Gédéon de Saint-Pierre a la même stature de danseur de flamenco que Gaston Lagaffe, autant de courage que Bertrand Labévue et de sincérité que Jules-de-chez-Smith-d’en-face quand il prétend être malade (inside joke). C’est pourquoi lorsqu’il a commencé à narrer aux policiers qu’on lui avait chouré sa voiture, le brave pandore a aussitôt remarqué que son nez s’allongeait.
« Pinocchio-la-kour « a aussitôt rectifié le tir et ses explications ont suscité une tornade de rires dans le commissariat. Tenez-vous bien…
La faute à un coup de vent
Selon lui et les termes de sa déposition, à huit heures du mat’, il était devant la Sécu et avait juste un papier à y déposer. Le temps qu’il descende de voiture, une bourrasque s’empare de la malicieuse feuille. Il court après au vol; durant ce temps un malfrat s’enfuit au volant de son véhicule. Un sourd rigolerait.
Avant qu’il ait fini sa phrase, le policier lui fait avouer qu’il est en train de raconter les Mille-et-une-nuits de Thomas-la-Gobe, ce qu’il admet sans problème.
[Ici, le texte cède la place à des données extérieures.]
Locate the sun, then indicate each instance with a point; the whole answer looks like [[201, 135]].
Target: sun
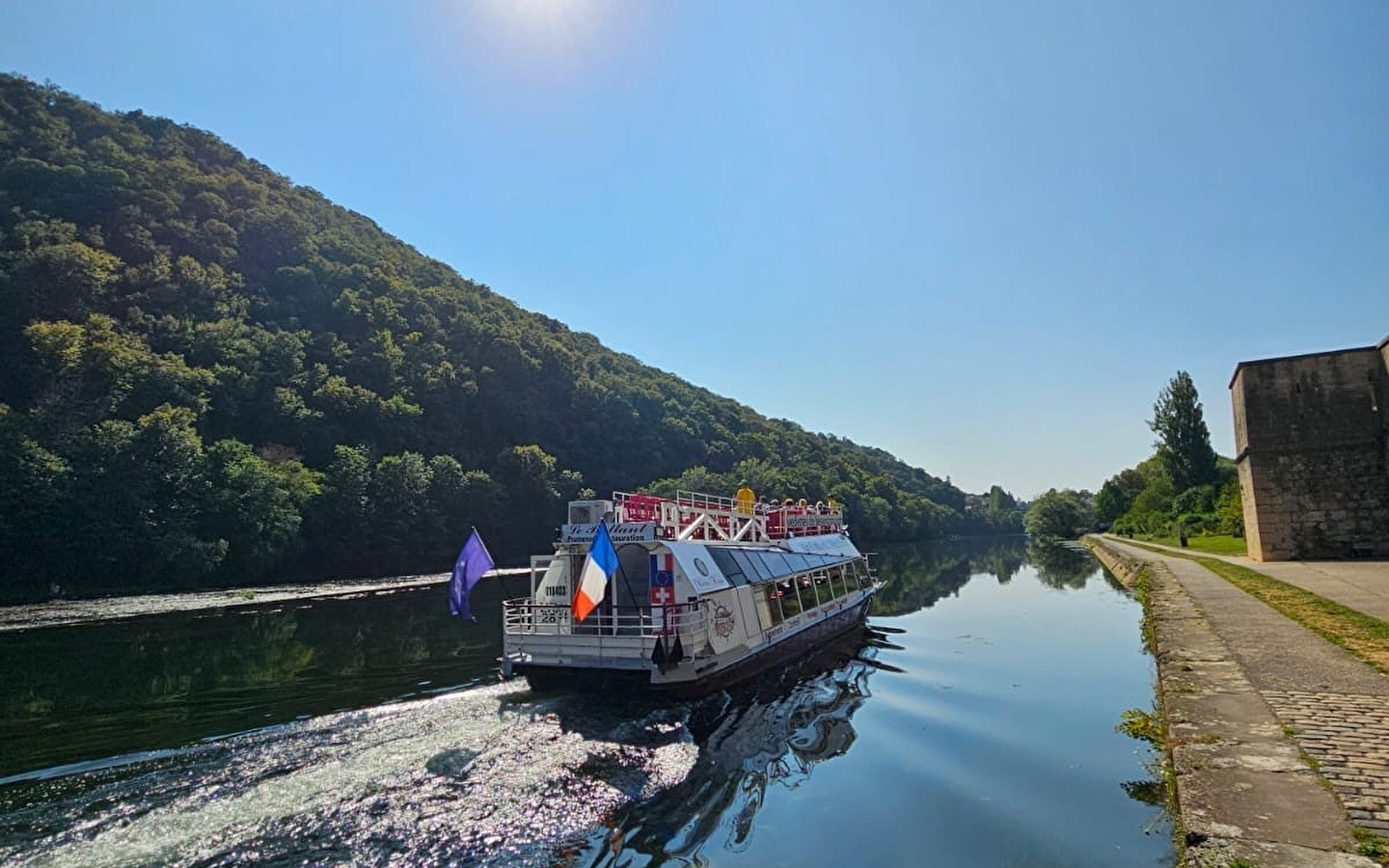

Vient alors l’explication, ahurissante, à peine croyable mais vraie.
Gédéon, 27 ans mais en faisant à peine 18, bras croisés dans le dos, répète ses exploits à la barre devant des juges tétanisés d’incrédulité. Et nous avec.
La veille, samedi, son papa lui a prêté sa voiture pour aller au bal. Il va au bal, arrose sa liberté et la bagnole de papa et, en rentrant, sur le coup des 4 heures du mat’, décide de passer par le Chemin-Badamier. Un large chemin allant de Bois-d’Olive à la ZI n°1 de Saint-Pierre. Une rue très fréquentable, aux virages larges… trop larges pour lui, complètement « charrettisé », si j’ose dire.
Un gade incroyable et sans bobo !
Patatras !… Vlan !… Bing !… et Outche !… Gédéon s’encastre dans une clôture qui cède sous son insistance, envahit une cour qui ne l’attendait pas, démolit quelques arbres paisiblement endormis et réveille toute la maisonnée. Lui s’en sort sans une estafilade.
Devant cet incroyable barouf, tout le monde surgit. Gédéon applique alors la règle très simple et efficace de son Kung Fu Wing Chung Pack personnel : « Tombé, levé, couri ! »
Pas vu pas pris, Gédéon erre jusqu’après potron-minet, le temps que les flics le reçoivent.
Mais pourquoi diable a-t-il tenté d’inventer cette faribole mal foutue de vol de voiture à cause d’un papier volage ? Il répète à la barre ce qu’il avait dit aux policiers :
« Moin lavé peur mon papa ».
Oui madame, oui monsieur, bonnes d’enfants et soldats : ce grand dadais de 27 ans a peur de papa. Il a donc tenté de faire croire qu’on lui a volé une bagnole pourrie plutôt que d’encourir les foudres paternelles.
Prison ou coups de pompes familiaux ?
Me Chung To Sang a bien tenté de ne pas rire aux éclats en défendant ce redoutable criminel. Faisant valoir que le délit de fausse dénonciation n’était même pas constitué puisque la déclaration de vol avait fini sa carrière en aveu complet de rouerie minable.
Le tribunal a été d’une générosité louable : amendes diverses.
Je n’ai pu m’empêcher de dire aux juges que s’il avait fallu condamner quelqu’un, c’eût été le papa : foutre à son fils de 27 ans une trouille telle que ce dernier préférât aller se faire mettre en prison (oups !) plutôt que de recevoir quelques coups de pompes familiaux, c’était fort de café.
La présidente Peinaud eut un de ses sourires rayonnants pour me demander si c’était ce que j’allais écrire dans mon article. Ses substituts Tomasini et Metzger étaient aux anges.
J’ai juré que non mais… impossible de ne pas vous en faire profiter.